What does the Y chromosome do?

Is it really possible for a person to change sex? Do other animals have Y chromosomes? Some facts about our most beloved chromosome


T here seems to be a lot of confusion among the general public about sex and biology these days. Here are some facts about the Y chromosome, that small but beloved piece of DNA that determines whether you are a male or a female.

1. What is a chromosome?

A chromosome is a long linear strand of DNA that is packed into a compact unit along with a large number of proteins (mainly histones) that control the expression of the proteins that the DNA codes for. Every somatic cell in your body has two copies of each of the 23 chromosomes, for a total of 46. Sex is determined by the X and Y chromosome: females have XX and males have XY.
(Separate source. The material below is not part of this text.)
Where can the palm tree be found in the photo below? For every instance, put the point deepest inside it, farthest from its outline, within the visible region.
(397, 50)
2. What does the Y chromosome do?

The Y is transmitted unaltered from father to son. The presence of a Y chromosome means that males are very slightly more genetically complex than females. In practice, this doesn't mean much because much of our DNA is repressed and not really used. However, it does mean that females tend to cluster more around the mean in some traits, while males tend to be more variable. It also means if there's a genetic disorder like color blindness that is caused by a mutation on the X chromosome, males are more likely to suffer from it.
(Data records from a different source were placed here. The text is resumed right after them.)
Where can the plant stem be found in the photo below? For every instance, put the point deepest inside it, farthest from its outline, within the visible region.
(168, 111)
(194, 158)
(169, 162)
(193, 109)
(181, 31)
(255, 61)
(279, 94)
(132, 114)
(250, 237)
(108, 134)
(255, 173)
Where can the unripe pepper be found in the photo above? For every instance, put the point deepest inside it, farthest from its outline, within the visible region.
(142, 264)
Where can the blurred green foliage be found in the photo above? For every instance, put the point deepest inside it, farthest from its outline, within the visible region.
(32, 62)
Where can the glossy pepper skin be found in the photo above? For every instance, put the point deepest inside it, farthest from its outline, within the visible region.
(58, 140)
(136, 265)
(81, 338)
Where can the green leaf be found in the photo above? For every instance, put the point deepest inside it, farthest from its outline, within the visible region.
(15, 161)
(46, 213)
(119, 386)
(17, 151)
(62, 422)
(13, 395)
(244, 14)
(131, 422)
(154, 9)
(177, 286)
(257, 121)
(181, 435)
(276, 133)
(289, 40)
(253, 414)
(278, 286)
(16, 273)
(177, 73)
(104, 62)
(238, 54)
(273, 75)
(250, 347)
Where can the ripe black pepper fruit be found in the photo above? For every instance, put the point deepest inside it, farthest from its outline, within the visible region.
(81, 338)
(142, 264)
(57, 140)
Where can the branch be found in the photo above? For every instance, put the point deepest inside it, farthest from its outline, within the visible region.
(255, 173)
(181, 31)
3. What genes are on the Y chromosome?

There are 568 genes on the Y chromosome. The most important one is Sry, a transcription factor that determines maleness during embryogenesis. Sry is also expressed in the brain, and changes the brain's function directly (that is, not through testosterone). This happens especially in dopamine-containing regions, and it's been speculated that this could account for sex differences in Parkinson's disease (which is higher in males) and mood disorders (which are higher in females)[1][2].

The Y chromosome was formed in evolution by duplication of the X, and lost most of the duplicated genes over time. The Y chromosome has only 36% as much DNA as the X. Only 71 of the 568 Y-chromosome genes can be translated into proteins; 27 of these are male-specific, which is to say they don't have a paralogue on the X chromosome. Most of them are related to male traits like spermatogenesis, but some, like PCDH11Y (which codes for protocadherin 11Y), are brain-specific[3].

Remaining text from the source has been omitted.